Agencje ratingowe zasypują rynki finansowe raportami na temat kolejnych krajów. Dzień po tym, gdy Moody's Investors Service zdegradowała do poziomu śmieciowego dług Irlandii, wczoraj w nocy ostrzegła, że obniżka oceny może spotkać nawet Stany Zjednoczone.
Inna agencja, Fitch, obniżyła za to wczoraj ocenę wiarygodności kredytowej Grecji. Długoterminowy rating spadł do poziomu „CCC", bo według niej zaangażowanie prywatnego sektora w udzielenie wsparcia może oznaczać uznanie kraju za bankruta. Ale Fitch przekazał też dobrą wiadomość, bo utrzymał rating inwestycyjny AA minus dla Włoch, wskazując na wiarygodny program rządowy. Włoski minister finansów Giulio Tremonti zapowiedział w Rzymie, że wart 40 mld euro plan oszczędnościowy będzie jeszcze rozszerzony.
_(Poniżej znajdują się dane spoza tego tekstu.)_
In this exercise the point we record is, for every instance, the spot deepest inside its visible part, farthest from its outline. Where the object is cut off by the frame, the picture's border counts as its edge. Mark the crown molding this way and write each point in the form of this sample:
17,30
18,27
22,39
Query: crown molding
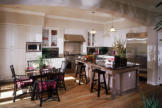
74,19
118,20
22,11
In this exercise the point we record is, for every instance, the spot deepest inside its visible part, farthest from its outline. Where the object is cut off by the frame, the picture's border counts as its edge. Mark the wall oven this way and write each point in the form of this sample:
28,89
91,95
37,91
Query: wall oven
33,46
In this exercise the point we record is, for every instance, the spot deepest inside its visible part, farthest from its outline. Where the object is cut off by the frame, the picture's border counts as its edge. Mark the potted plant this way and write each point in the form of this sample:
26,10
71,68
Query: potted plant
41,62
120,53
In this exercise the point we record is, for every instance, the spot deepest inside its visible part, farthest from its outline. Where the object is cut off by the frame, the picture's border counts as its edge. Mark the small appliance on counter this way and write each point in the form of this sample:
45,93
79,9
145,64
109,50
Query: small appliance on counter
105,60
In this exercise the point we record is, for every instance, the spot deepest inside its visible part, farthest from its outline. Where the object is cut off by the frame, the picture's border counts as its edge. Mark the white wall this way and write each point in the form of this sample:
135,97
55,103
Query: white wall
15,30
109,37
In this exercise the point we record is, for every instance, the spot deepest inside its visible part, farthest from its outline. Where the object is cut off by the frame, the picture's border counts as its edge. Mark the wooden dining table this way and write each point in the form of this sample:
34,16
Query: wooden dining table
35,75
124,79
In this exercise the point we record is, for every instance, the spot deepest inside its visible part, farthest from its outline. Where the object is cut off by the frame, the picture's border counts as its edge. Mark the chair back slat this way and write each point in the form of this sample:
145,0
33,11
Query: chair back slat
63,66
13,71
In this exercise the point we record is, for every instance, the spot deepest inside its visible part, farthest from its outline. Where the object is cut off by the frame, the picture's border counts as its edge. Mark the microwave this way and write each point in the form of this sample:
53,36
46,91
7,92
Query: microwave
33,46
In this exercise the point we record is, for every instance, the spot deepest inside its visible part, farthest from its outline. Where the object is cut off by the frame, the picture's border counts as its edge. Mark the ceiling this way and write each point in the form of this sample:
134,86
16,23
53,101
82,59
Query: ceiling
141,11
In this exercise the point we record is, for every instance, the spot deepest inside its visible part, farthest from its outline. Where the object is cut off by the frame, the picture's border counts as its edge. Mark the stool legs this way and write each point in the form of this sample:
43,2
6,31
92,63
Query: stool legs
92,84
105,84
81,75
99,83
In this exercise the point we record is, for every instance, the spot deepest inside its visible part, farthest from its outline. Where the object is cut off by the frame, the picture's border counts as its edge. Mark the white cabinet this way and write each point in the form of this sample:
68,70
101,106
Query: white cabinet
49,37
33,34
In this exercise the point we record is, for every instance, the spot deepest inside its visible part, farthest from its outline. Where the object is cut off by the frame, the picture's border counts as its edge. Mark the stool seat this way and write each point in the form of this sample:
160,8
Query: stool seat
99,72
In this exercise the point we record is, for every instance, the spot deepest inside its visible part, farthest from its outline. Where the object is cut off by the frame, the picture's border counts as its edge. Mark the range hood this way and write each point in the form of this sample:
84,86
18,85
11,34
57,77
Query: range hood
73,38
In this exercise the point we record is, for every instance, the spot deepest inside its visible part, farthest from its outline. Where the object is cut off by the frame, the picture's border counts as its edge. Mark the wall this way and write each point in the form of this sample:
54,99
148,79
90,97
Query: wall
16,30
75,27
152,57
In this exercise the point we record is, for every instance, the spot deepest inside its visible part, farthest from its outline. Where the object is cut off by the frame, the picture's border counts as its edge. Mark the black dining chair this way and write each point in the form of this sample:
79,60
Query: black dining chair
20,82
47,87
61,75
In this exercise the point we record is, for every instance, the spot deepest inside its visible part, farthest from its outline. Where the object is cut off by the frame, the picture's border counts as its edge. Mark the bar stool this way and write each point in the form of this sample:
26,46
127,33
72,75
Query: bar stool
99,72
80,69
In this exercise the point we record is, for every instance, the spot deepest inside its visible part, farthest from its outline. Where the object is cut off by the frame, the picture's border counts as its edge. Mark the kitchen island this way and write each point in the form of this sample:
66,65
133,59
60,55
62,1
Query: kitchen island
120,80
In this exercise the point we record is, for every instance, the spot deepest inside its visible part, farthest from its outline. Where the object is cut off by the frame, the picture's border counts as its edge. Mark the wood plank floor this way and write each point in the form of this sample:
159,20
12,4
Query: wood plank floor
80,97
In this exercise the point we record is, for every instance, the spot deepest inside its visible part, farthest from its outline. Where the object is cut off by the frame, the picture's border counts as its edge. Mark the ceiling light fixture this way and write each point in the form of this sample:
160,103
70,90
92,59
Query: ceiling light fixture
112,29
93,31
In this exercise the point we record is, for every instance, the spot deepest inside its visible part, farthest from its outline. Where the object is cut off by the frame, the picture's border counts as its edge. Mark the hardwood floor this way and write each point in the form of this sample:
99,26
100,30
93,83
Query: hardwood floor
80,97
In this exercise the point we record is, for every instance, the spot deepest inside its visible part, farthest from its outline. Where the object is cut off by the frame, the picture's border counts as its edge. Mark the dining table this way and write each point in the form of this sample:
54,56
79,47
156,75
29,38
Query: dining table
122,80
35,75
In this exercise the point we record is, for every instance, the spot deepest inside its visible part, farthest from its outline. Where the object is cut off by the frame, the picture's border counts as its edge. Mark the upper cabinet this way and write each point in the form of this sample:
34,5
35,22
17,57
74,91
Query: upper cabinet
49,37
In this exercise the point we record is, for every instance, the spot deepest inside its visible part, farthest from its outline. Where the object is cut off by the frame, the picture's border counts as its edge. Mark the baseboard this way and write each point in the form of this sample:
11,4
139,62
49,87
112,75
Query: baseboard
6,81
152,83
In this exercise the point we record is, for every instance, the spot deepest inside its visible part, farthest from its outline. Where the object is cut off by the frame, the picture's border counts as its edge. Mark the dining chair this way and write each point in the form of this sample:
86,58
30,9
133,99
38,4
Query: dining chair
47,87
20,82
61,75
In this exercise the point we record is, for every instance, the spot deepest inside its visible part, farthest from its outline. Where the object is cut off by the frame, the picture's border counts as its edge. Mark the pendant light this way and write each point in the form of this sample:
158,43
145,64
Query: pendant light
93,31
112,29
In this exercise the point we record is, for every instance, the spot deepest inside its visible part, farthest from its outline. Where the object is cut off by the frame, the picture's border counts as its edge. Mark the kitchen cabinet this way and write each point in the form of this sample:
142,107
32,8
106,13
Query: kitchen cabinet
49,38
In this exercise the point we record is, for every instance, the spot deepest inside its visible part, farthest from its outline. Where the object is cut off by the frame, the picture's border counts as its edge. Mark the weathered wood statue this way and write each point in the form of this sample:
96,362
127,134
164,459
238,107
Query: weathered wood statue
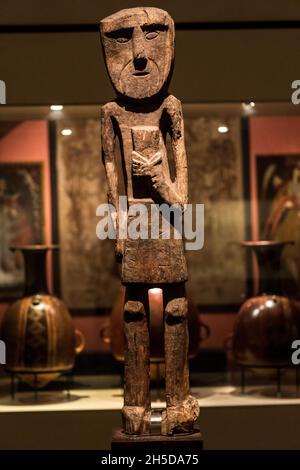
138,45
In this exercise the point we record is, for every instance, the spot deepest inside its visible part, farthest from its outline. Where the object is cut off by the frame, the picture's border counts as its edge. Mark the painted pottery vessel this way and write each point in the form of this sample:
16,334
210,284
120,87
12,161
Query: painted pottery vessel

Po jego wypowiedzi indeks giełdy mediolańskiej wzrósł o 1,29 proc. Oczekuje się, że program, który przewiduje drastyczne cięcia wydatków w regionach i reformę emerytalną przy zamrożeniu płac w sektorze publicznym, zostanie w czwartek przyjęty przez izbę niższą parlamentu, a dzień później przez izbę wyższą. Na Włochów naciska także MFW, który zaleca „racjonalizację wydatków i dokonanie cięć". I to w sytuacji, gdy wzrost PKB w I kwartale wyniósł jedynie 0,1 proc.
Komentując obniżkę ratingu Irlandii, która w środę spowodowała wyprzedaż obligacji tego kraju, Olli Rehn, unijny komisarz ds. walutowych, skrytykował Moody's za to, że obniżyła ocenę przed publikacją wyników kwartalnego przeglądu kryteriów gospodarczych.
Rynki na razie wciąż są rozchwiane. Na giełdach panował optymizm, bo inwestorzy liczą na kolejny program luzowania polityki monetarnej amerykańskiej Rezerwy Federalnej. Ale drożało złoto, osiągając poziom najwyższy w historii (1586,85 dol. za uncję), bo obawy o pogłębienie kryzysu w strefie euro nie ustępują.